On summer weekends, a late ship from Portland — perhaps the side-wheeler steamer T.J. Potter — would make a Friday evening run from Portland to Ilwaco, bringing husbands and fathers to join their families at the beach. Known as the “Daddy Boat,” it would meet the “Papa Train” for the run up the Peninsula, greeted at every stop along the way by waiting families and welcoming friends.

Hotels sprang up the length of the Peninsula, each outdoing the other in décor, restaurant facilities or other amenities. In early 1910, the proprietors of the Peninsula organized the North Beach Push Club for the purpose of further increasing the area’s popularity. The little narrow-gauge railroad, now under the management of the Oregon-Washington Railroad & Navigation Company, became an active member. The Washington State Legislature also got into the act when owner of the Driftwood Hotel in Long Beach wrote to her local representative to consider extending the commercial clam-digging season so that she could meet the demands for this local seafood delicacy.

Tourism: Year-round season!

By the teens and 20s, cars were beginning to show up on the peninsula. The first to arrive, according to the late Jack Williams, belonged to saloon-keeper Herbert Petit of Ilwaco, quickly followed by one “with great big wheels on it,” owned by Dr. Paul. At the north end, in Oysterville, Bert Andrews’ “automobile truck” arrived in 1910, barged over from South Bend where it had arrived on the Northern Pacific Railroad and was barged across the bay. “Auto courts” sprang up and, by 1914, Jack Inman had the Ford agency in Ilwaco and the new era of transportation (and tourism!) was underway.

But there was still the matter of roads. The rutted, sandy cart and wagon tracks on the Peninsula were not ideal and, gradually, the main thoroughfares like Sandridge Road were graveled with rock barged over from Long Island. The first road from “the outside” to connect with the Peninsula was the K-M Highway, constructed “through three counties to the sea” in 1925. According to the Willapa Harbor Herald: “the trip was made in celebration of the road’s final completion and opening, and marked an era in road building in Washington that is destined to play an important part in the future development of Wahkiakum, Cowlitz, and Pacific Counties and the entire district.”

One last note in the article said: “Some of the party left on Saturday night, but most of them stayed over and clams in the morning [made for] a delightful breakfast at the Driftwood Hotel with Mrs. Molly Lyniff.” (Whether Mrs. Lyniff was successful in her plea to the legislature is not clear.)
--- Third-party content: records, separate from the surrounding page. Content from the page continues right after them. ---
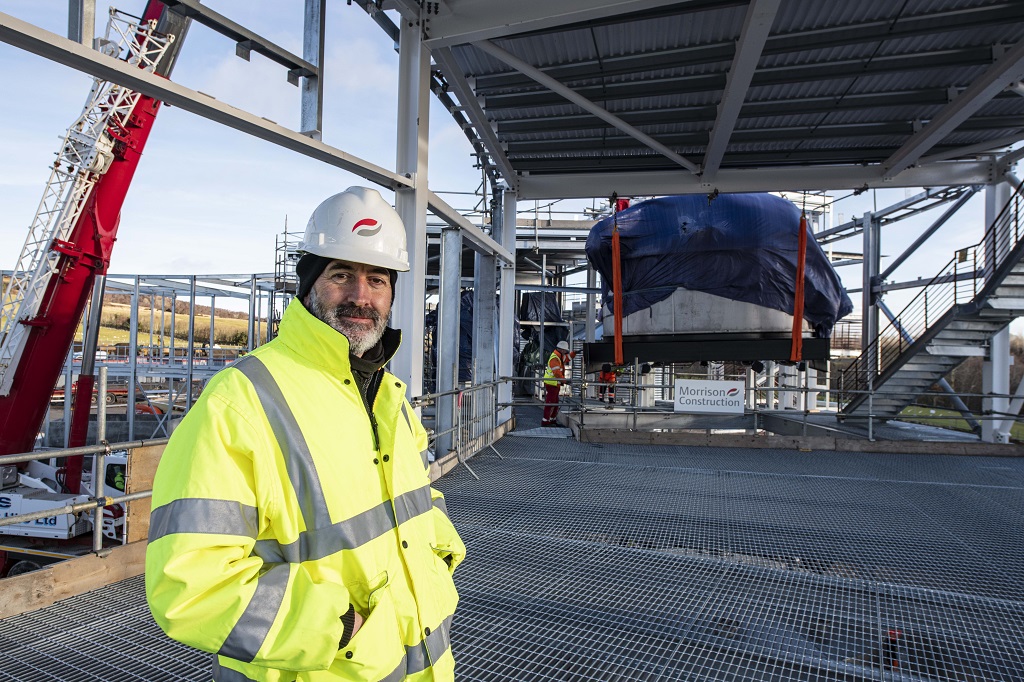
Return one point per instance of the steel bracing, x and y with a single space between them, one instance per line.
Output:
952 317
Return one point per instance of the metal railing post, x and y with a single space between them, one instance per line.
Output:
461 437
98 493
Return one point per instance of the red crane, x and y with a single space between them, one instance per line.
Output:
43 307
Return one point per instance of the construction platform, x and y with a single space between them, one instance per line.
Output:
592 561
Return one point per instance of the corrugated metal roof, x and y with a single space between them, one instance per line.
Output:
858 78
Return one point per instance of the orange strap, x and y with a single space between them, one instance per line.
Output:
797 349
616 290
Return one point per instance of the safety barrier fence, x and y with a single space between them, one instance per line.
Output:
474 426
961 281
761 400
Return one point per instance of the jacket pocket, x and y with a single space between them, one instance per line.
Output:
448 596
376 649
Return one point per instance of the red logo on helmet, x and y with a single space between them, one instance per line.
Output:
367 227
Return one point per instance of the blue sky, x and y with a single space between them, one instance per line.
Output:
209 200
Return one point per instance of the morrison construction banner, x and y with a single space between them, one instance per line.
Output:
717 397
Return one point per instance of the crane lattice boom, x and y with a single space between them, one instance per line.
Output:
85 155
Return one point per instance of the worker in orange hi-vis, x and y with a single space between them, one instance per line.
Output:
554 377
606 377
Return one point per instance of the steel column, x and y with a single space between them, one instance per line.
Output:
484 295
82 20
506 339
871 265
591 300
995 368
446 342
311 121
414 110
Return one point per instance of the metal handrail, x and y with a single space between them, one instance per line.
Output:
961 281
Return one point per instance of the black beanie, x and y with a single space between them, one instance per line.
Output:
310 266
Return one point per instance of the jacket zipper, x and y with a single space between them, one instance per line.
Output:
370 396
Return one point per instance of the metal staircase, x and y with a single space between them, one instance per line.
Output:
952 317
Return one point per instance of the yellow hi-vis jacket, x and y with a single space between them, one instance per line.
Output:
554 373
279 502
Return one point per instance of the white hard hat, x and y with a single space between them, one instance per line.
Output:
357 225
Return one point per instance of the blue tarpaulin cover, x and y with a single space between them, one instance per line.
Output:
741 247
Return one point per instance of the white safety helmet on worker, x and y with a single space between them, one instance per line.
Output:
359 226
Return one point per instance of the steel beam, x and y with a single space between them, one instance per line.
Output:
583 102
56 48
472 20
1007 70
757 24
506 208
478 240
471 108
586 185
246 40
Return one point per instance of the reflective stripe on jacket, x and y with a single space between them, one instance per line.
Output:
555 369
273 511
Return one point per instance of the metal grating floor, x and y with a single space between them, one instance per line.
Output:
626 562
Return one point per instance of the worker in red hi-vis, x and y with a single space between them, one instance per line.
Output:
554 377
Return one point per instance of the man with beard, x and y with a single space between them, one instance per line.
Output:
294 531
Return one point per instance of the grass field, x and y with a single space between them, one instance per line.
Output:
221 326
948 419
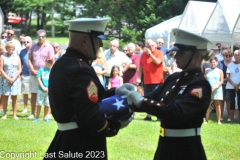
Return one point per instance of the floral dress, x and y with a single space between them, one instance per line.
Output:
10 67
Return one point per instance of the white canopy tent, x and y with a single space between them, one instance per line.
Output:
196 16
163 30
224 24
219 22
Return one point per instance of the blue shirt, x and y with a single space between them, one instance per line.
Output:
24 60
43 73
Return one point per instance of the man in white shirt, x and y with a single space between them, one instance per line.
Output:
217 53
116 57
17 44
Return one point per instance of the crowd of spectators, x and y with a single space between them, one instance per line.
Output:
20 62
144 65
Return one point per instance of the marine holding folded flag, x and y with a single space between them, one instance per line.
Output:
180 102
76 94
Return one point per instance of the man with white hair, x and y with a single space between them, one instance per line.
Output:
116 57
10 37
160 42
131 74
25 77
56 48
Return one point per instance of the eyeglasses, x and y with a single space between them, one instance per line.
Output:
228 56
41 36
10 34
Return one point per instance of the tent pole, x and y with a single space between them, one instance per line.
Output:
202 32
233 30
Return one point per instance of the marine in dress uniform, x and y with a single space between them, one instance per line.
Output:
181 102
75 92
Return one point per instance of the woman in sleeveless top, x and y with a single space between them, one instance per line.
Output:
214 76
2 51
115 79
10 67
100 67
233 84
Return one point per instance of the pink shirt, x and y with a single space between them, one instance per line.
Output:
115 82
39 55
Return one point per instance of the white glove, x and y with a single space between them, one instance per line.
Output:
125 89
125 123
134 98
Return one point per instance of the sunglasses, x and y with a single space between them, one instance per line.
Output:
41 36
228 56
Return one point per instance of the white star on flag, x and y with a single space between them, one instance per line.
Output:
119 104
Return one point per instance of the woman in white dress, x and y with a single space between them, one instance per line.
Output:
214 76
10 67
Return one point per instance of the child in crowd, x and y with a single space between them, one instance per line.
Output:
42 94
115 79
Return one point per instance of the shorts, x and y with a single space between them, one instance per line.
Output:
33 84
25 84
225 92
42 98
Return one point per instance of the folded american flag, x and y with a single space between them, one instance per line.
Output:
116 108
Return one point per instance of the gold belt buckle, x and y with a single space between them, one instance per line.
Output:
162 132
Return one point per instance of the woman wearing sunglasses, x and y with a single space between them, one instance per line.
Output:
214 76
233 84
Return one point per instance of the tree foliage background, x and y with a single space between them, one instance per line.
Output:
129 18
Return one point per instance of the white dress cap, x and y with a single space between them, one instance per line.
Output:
189 39
94 26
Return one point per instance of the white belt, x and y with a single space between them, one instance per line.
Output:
180 132
67 126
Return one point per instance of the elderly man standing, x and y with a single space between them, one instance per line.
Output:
116 57
56 49
25 77
160 43
75 92
151 67
37 57
10 37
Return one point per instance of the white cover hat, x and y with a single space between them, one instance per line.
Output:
95 26
184 38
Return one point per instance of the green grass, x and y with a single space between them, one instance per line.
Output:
136 142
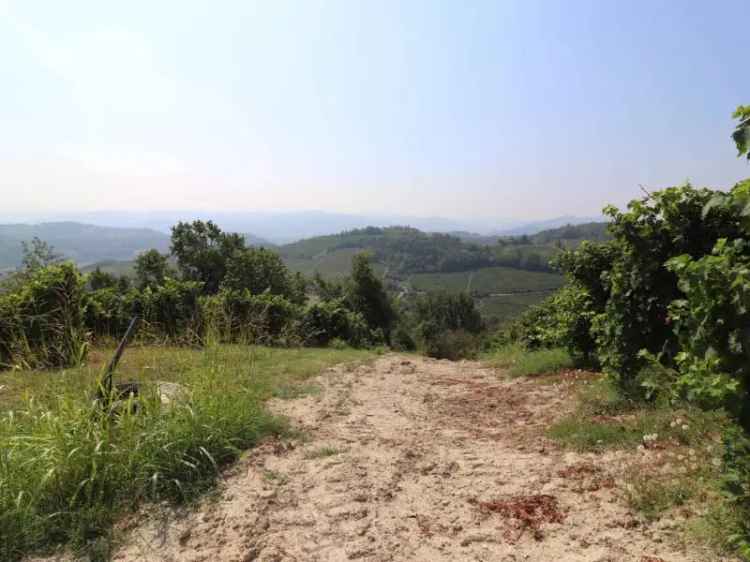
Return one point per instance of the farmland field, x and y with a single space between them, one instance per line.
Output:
488 281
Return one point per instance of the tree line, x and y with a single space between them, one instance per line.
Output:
210 287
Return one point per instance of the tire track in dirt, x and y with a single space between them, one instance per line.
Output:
413 459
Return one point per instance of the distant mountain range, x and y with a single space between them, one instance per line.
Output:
87 243
83 243
281 227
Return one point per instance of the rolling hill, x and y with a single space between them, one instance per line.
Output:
82 243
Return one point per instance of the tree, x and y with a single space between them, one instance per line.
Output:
99 279
741 135
151 268
202 252
258 270
366 295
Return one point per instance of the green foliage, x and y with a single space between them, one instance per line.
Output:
329 320
67 471
711 323
203 252
521 362
741 135
448 325
241 316
168 311
151 269
40 321
736 482
562 320
451 344
259 270
366 295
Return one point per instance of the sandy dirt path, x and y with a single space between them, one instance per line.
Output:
414 459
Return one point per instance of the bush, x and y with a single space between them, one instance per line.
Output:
40 321
561 320
448 325
452 344
168 311
329 320
240 316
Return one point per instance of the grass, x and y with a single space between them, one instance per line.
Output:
67 470
520 362
323 452
676 462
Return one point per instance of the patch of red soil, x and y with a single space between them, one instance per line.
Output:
526 512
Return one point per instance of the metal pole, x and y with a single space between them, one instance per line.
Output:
109 373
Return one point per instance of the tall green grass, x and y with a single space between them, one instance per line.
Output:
67 469
520 362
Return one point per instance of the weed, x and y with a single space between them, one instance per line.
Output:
520 362
67 472
276 477
323 452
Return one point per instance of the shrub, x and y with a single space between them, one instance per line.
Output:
40 321
452 344
325 321
366 295
448 325
240 316
168 311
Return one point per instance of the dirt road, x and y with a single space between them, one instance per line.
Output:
414 459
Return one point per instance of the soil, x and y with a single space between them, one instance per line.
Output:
415 459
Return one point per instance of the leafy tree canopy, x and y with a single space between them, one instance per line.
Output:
741 135
203 251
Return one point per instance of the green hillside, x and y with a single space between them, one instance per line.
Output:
488 281
82 243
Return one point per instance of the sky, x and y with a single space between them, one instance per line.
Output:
525 109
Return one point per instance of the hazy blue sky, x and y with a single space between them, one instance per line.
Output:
522 109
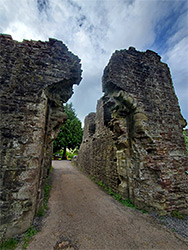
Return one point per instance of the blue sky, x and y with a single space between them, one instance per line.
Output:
94 29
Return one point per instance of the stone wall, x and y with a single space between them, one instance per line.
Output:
138 147
35 79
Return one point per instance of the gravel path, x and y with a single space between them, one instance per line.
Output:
82 216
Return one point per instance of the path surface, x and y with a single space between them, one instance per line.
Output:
92 220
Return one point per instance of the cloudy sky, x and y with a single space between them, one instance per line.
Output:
94 29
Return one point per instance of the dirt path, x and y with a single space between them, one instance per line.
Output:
93 220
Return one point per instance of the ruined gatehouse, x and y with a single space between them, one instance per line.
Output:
134 142
35 79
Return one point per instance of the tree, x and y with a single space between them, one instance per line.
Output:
70 135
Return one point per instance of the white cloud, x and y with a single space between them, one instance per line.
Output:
177 59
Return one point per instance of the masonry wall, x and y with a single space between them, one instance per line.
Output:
36 78
142 153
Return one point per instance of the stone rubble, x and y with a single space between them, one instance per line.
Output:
35 79
134 142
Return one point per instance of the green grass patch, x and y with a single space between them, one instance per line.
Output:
9 244
178 215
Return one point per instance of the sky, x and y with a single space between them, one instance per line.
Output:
94 29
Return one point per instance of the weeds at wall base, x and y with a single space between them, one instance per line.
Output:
24 239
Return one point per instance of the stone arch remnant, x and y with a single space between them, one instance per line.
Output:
138 148
35 79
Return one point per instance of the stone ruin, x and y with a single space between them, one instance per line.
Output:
36 78
134 142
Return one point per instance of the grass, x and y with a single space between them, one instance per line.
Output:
9 244
47 188
12 243
28 236
178 215
186 141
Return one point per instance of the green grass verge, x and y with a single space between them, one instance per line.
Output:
9 244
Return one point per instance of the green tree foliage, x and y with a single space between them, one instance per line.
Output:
70 135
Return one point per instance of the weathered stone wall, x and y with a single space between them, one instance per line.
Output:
138 147
35 79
And now, nearly 100 years later, although we consider “tourism” a year-round phenomenon, those of us who live here full-time know that as surely as the Fourth of July comes round on the calendar, the visitors are on their way. Motels, hotels and Airbnb’s have been booked for weeks — sometimes for a year in advance — and year-round residents are stocking up pantries and refrigerators to welcome their friends and relatives for vacations at the beach. Campgrounds and summer cottages are full and the bustle at restaurants and souvenir shops is non-stop, morning till night. Summer at the beach! There’s nothing quite like it!